Trent and Nola exchanged knowing looks and laughed.
Brooke held up a hand. “Okay then. Trent, congratulations on the engagement! When do we get to meet her?” She couldn’t bring herself to say Fern’s name, didn’t trust herself to say it without laughing. What kind of name was Fern?
“Considering we are almost never not at the hospital at the same time, possibly not until the wedding.”
The bartender motioned to Trent, who turned to the girls.
“Red, please,” they said in unison, and all three watched as the bartender poured from a bottle of California cabernet. Trent handed them each a glass and downed his own in two swift swallows.
He turned to Brooke with a sheepish look on his face. “I don’t get out much.”
Nola excused herself to do a loop of the room.
Brooke smiled at Trent. “So tell me about her. Where’s the wedding going to be?”
“Well, Fern’s from Tennessee and has a huge family, so we’re probably just going to do it at her parents’ place. Next February, I think.”
“Wow, moving right along. Well, that’s great news.”
“Yeah, the only way we can be matched at the same place for our residencies is if we’re married.”
“So you’re both continuing on with gastro?”
“Yeah, that’s the plan. My interests are more in the scoping and testing area—they’re doing some incredibly high-tech things these days—but Fern is more a Crohn’s/celiac kind of person.” Trent paused for a moment and appeared to reflect on this before breaking into a wide smile. “She’s a great girl. I really think you’ll like her.”

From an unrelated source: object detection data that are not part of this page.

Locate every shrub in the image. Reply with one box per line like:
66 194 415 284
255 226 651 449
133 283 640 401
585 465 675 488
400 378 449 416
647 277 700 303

“Hey, buddy!” Julian said, clapping Trent on the back. “Of course we’ll like her. She’s going to be your wife. How crazy is that?” Julian leaned over and kissed Brooke full on the lips. He tasted delicious, like chocolate mint, and just seeing him was reassuring.
Trent laughed. “Not as crazy as the fact that my socially stunted cousin has had himself a wife for five years now, but it’s up there.”

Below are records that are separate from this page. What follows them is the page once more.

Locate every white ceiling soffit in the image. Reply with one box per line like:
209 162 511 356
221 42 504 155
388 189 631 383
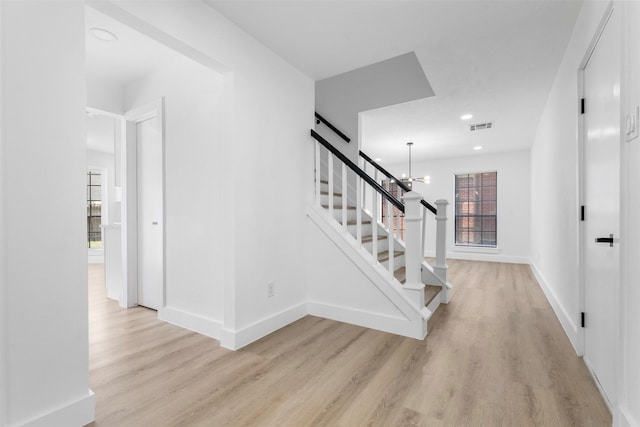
205 0 582 164
86 114 117 154
85 7 179 86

It was on nights like this that Brooke couldn’t be prouder to be Julian’s wife. He was wearing his uniform, unchanged even after all these years: white T-shirt, Levi’s, and a knit cap. The outfit couldn’t have been less exceptional, but it had come to signify pure sexiness to Brooke. The cap was Julian’s signature, the closest thing he had to a “look,” but only Brooke knew it was more than that. Just last year Julian had been crushed to discover the tiniest bald spot in the history of hair loss. Brooke tried to assure him that it was barely noticeable, but Julian would hear none of it. And truth be told, it may have gotten slightly bigger since he’d first pointed it out, although she’d never admit it.